Nor do the figures reflect the youthful legions leaving Ireland because they cannot afford to acquire a home here, or adults still living with their parents, many of them with their own children. The figures fail to convey the human suffering, mental health ramifications, broken relationships, physical ill health, education disruption, delayed family-making, isolation, worry and stigma caused to people sucked into the vortex of homelessness. Nor do the figures capture the anger that can tear communities apart and turn people against newcomers in the need for someone to blame.
While the Apple money was resting in escrow, a film called Rosie was written by Roddy Doyle and directed by Paddy Breathnach. The eponymous Rosie was a young mother in a family of six who suddenly became homeless in Dublin, reduced to sleeping in their car and brushing their teeth in cafe toilets. In a moment of raw despair, one of the children asks Rosie what is happening to them. “We’re just lost,” she replies.
Ireland owes its lost people. It owes them a way back into society. The way to pay that debt is by ring-fencing the Apple money to build houses. By crude mathematics, €13 billion would fund the construction of 32,700 three-bedroom houses at an average price of €397,000 each.
Ibec might argue that bigger roads are more urgently needed to satisfy foreign multinationals, but the dearth of affordable accommodation is already an obstacle to recruitment for big employers. Building more houses would improve Ireland Inc’s attractiveness. It would also reduce State expenditure on homeless accommodation and on healthcare.

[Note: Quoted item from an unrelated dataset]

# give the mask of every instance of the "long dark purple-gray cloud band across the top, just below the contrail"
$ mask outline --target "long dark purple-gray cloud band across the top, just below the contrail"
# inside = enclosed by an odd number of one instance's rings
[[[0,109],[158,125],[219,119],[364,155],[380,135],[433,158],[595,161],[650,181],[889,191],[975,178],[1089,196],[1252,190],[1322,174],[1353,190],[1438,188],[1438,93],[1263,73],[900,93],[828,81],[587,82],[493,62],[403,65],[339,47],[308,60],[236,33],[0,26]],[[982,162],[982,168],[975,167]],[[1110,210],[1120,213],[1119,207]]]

The exchequer has never been richer, even without Apple’s €13 billion. It can afford to build roads and lay train tracks and water pipes. The worm in the apple is not the investment but the State’s abysmal project management, as evinced by the €2 billion-plus national children’s hospital and Leinster House’s glorified bike shed.

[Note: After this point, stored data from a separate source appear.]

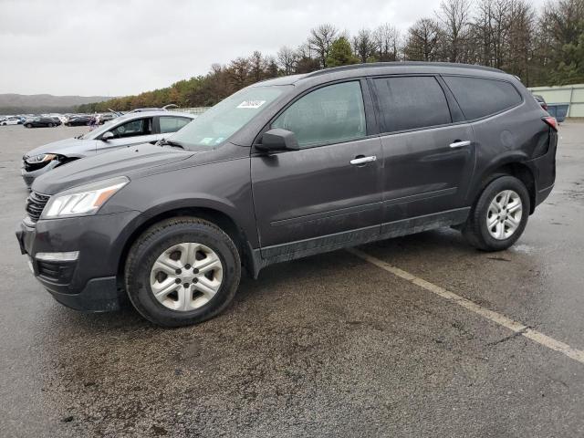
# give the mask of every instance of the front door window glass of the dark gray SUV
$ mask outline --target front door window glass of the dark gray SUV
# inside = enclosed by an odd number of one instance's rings
[[[294,132],[300,147],[365,137],[360,83],[343,82],[308,93],[280,114],[272,128]]]

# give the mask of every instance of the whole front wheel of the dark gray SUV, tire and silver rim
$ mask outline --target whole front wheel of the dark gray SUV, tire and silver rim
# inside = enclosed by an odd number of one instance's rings
[[[165,327],[213,318],[235,297],[240,276],[232,239],[194,217],[153,225],[131,247],[125,269],[134,308]]]

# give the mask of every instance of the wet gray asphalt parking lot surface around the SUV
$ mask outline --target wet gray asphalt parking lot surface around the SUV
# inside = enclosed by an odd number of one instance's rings
[[[446,229],[270,266],[173,330],[64,308],[19,253],[23,152],[85,130],[0,127],[2,436],[584,435],[584,122],[511,249]]]

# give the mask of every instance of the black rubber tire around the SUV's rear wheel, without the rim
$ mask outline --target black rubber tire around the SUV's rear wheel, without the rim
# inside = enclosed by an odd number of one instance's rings
[[[513,235],[510,235],[504,240],[498,240],[489,233],[486,225],[486,216],[489,205],[495,199],[495,196],[505,190],[512,190],[519,195],[523,213]],[[523,234],[527,225],[529,211],[529,193],[525,184],[514,176],[499,176],[486,185],[474,203],[462,230],[464,238],[470,245],[483,251],[502,251],[507,249],[509,246],[515,244],[517,239]]]

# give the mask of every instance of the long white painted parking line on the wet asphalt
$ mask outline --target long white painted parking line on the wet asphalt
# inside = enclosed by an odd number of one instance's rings
[[[381,267],[381,269],[387,272],[391,272],[391,274],[394,276],[399,276],[400,278],[403,278],[404,280],[407,280],[416,286],[423,287],[438,297],[443,297],[444,299],[447,299],[454,304],[457,304],[458,306],[466,308],[467,310],[470,310],[483,318],[489,319],[490,321],[493,321],[500,326],[508,328],[517,333],[517,335],[525,336],[527,339],[531,339],[538,344],[547,347],[548,349],[559,351],[560,353],[568,356],[570,359],[578,360],[580,363],[584,363],[584,351],[580,349],[573,349],[564,342],[550,338],[549,336],[544,335],[543,333],[534,330],[533,328],[528,328],[525,324],[517,322],[511,318],[507,318],[505,315],[502,315],[498,312],[489,310],[488,308],[483,308],[470,299],[456,295],[454,292],[444,289],[443,287],[436,286],[433,283],[424,280],[423,278],[414,276],[409,272],[401,270],[399,267],[391,266],[389,263],[385,263],[379,258],[366,254],[359,249],[349,248],[348,251],[352,255],[357,255],[372,265]]]

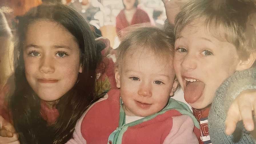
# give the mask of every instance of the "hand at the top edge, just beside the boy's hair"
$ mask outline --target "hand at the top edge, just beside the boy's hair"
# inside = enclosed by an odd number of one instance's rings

Ergo, it has been advocated that social and affordable houses should continue to be built by the private sector, where developers’ built-in percentages automatically drive up the cost. The greater cost of exclusively relying on commercial companies, however, would be the State’s tacit admission that it does not trust its opaque civil and public services, which we employ at an annual cost of about €21.9 billion, to do their job competently in running the country.

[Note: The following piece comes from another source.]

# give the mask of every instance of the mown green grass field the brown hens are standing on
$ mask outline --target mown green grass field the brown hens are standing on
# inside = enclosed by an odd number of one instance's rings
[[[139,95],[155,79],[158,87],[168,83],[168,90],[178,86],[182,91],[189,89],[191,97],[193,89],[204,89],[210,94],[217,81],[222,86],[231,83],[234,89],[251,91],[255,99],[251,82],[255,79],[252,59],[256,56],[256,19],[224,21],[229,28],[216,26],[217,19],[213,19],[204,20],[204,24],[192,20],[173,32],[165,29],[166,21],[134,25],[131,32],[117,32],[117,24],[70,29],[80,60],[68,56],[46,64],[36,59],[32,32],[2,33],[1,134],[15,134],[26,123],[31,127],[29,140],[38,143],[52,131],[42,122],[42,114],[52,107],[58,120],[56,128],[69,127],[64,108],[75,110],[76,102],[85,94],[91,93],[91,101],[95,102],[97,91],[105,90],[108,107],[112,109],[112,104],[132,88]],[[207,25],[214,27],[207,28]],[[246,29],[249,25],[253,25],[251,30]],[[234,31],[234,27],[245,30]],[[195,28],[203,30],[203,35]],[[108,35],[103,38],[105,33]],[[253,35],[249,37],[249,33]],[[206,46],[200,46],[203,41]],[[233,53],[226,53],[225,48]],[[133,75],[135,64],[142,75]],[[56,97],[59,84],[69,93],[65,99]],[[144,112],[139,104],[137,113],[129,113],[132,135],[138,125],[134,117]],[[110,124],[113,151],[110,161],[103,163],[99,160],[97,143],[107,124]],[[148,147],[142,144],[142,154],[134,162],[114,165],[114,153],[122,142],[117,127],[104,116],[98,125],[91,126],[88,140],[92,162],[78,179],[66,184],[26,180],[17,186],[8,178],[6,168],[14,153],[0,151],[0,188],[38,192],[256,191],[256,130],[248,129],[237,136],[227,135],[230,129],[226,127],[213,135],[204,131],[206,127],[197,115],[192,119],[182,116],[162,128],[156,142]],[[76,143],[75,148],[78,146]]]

Ireland’s population is growing rapidly. Building infrastructure is going to be an ongoing task. The best option is for the State itself to build houses for its people with the €13 billion bonanza. If it can create a reformed Civil Service accountable for every euro of public money it spends so that governments can trust it with the people’s purse, that would be €13 billion well spent. We might even erect a statue in gratitude for the golden egg that the silly goose didn’t want.